Wettlauf mit der Zeit
262 Millionen Menschen weltweit sind von Asthma betroffen. Unter anderem gehört die Krankheit zu den häufigsten chronischen Krankheiten im Kindesalter, wo es sich meist erstmanifestiert, oftmals aber unerkannt bleibt. In Österreich sind laut Expertenschätzung fast sechs Prozent der Bevölkerung davon betroffen, Kinder doppelt so häufig wie Erwachsene. Jeder Zwanzigste davon leidet an schwerem Asthma.

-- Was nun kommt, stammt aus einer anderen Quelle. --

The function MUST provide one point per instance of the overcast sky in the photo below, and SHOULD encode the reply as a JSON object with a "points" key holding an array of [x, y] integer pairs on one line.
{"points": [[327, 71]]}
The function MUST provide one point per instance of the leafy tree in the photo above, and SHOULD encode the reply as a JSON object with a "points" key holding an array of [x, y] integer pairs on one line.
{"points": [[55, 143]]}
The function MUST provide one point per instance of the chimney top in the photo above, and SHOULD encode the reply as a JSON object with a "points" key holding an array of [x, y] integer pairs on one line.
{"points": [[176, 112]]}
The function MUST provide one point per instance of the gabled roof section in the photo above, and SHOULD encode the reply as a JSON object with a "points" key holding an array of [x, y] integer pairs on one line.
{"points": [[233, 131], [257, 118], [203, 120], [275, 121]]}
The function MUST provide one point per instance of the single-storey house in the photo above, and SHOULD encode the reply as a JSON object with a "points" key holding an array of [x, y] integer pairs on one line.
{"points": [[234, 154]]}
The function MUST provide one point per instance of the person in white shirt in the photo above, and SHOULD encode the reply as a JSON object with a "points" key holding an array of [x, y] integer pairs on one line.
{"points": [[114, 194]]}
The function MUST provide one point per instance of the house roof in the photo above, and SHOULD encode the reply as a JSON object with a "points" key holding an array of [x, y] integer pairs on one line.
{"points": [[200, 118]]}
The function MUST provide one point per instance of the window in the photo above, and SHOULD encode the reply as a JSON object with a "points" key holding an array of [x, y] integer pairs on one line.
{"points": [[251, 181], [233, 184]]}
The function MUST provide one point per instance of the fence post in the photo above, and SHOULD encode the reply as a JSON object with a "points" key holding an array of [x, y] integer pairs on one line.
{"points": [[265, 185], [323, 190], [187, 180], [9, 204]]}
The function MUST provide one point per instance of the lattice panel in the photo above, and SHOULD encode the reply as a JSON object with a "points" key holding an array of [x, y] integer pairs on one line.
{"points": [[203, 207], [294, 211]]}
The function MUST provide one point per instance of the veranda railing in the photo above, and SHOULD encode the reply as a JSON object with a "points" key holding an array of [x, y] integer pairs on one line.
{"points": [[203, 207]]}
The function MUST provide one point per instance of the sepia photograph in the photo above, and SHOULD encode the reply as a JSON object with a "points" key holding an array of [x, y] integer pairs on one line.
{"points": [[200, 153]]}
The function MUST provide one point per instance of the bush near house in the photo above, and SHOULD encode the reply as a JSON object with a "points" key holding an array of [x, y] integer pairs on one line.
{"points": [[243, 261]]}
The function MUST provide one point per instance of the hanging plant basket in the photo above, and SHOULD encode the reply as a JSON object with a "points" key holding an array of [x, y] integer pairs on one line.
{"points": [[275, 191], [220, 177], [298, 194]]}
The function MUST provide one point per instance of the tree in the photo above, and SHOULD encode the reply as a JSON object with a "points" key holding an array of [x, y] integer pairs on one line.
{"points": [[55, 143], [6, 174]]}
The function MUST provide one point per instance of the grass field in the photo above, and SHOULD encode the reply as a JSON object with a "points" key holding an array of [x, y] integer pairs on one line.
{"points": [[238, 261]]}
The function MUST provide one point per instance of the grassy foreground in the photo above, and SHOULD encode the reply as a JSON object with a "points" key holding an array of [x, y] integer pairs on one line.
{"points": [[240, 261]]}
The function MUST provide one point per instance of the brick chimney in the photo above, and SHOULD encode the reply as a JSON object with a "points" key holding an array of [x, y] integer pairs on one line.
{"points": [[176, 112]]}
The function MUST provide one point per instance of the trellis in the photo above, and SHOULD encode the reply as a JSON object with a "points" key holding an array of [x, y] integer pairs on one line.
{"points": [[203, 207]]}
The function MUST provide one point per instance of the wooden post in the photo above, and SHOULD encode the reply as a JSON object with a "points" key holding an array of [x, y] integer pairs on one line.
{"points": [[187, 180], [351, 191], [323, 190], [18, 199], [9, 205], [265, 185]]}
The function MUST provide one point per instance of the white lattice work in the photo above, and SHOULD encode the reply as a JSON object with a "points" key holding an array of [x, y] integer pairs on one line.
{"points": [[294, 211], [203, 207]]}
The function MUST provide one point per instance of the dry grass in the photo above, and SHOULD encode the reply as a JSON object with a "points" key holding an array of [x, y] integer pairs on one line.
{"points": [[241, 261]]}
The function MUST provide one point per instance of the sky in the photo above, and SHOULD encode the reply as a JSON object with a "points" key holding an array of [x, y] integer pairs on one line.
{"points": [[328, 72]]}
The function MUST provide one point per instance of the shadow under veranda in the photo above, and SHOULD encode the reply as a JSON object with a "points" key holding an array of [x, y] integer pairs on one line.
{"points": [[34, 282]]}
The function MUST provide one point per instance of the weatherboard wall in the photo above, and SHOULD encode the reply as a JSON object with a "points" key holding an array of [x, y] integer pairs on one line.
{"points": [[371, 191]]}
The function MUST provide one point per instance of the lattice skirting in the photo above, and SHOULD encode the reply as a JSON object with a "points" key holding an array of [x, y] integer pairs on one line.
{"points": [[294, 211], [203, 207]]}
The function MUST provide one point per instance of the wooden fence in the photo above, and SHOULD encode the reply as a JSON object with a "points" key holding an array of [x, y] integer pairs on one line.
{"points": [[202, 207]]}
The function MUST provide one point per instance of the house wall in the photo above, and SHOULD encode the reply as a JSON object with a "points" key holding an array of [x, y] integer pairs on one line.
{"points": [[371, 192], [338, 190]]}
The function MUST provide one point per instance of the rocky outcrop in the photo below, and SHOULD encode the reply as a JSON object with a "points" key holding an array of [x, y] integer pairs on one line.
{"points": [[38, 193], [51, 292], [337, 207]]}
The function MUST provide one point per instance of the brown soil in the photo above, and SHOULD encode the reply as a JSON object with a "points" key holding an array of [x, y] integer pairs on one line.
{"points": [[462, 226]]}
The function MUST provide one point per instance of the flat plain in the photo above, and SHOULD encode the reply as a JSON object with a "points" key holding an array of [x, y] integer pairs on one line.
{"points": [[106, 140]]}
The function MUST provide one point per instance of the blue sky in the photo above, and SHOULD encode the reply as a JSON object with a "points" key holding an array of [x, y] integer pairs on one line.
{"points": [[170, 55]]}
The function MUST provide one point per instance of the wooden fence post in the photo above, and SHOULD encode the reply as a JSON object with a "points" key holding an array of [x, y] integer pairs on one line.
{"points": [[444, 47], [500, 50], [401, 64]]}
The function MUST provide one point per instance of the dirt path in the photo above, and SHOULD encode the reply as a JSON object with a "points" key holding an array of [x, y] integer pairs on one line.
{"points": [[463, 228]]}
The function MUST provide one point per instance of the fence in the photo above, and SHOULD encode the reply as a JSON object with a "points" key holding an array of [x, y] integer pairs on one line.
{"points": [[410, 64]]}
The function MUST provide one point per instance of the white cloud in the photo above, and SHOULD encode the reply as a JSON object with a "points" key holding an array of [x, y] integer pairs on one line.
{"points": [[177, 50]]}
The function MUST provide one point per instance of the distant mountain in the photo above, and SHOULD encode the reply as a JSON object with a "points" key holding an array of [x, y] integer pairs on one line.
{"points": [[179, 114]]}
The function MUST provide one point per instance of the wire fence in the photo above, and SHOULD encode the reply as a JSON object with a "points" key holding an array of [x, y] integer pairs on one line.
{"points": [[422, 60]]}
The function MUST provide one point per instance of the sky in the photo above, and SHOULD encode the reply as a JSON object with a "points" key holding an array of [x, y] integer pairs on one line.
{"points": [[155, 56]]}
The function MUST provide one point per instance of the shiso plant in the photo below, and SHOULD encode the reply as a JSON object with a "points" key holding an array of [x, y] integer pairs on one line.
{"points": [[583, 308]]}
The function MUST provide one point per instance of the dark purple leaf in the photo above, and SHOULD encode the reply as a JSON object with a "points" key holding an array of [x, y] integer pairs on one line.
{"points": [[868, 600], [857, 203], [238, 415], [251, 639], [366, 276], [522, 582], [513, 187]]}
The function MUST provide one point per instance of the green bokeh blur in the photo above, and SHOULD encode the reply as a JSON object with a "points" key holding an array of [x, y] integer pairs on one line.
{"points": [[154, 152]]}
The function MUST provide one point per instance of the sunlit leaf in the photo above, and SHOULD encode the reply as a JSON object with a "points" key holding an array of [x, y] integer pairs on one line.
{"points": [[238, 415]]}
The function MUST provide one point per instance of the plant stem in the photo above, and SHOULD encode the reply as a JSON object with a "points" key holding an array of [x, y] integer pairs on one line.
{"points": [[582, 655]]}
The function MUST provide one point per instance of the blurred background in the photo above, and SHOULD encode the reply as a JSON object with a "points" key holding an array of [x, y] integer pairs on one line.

Rund 5,5 Millionen (9,4 Prozent) Kinder sind EU-weit an Asthma bronchiale erkrankt. Problematisch dabei ist, dass diese häufigste Atemwegserkrankung von Kindern oft entweder nicht erkannt oder auch falsch diagnostiziert wird. Eine frühzeitige Diagnose ist bei der richtigen Therapie allerdings entscheidend, denn „wir wissen, dass Kinder mit erniedrigter Lungenfunktion ein erhöhtes Risiko haben, im Erwachsenenalter an einer chronischen Lungenerkrankung zu leiden", betonte die Medizinerin Robab Breyer-Kohansal von der Wiener Klinik Penzing kürzlich in einer Aussendung der ÖGP (Österreichische Gesellschaft für Pneumologie). Von kindlichem Asthma spricht man bei einer Erkrankung im Alter von 5 bis 16 Jahren. Vor Kurzem wurde dazu von einer Task Force der Europäischen Pulmologischen Gesellschaft (European Respiratory Society ERS) eine erste Leitlinie speziell für kindliches Asthma erarbeitet.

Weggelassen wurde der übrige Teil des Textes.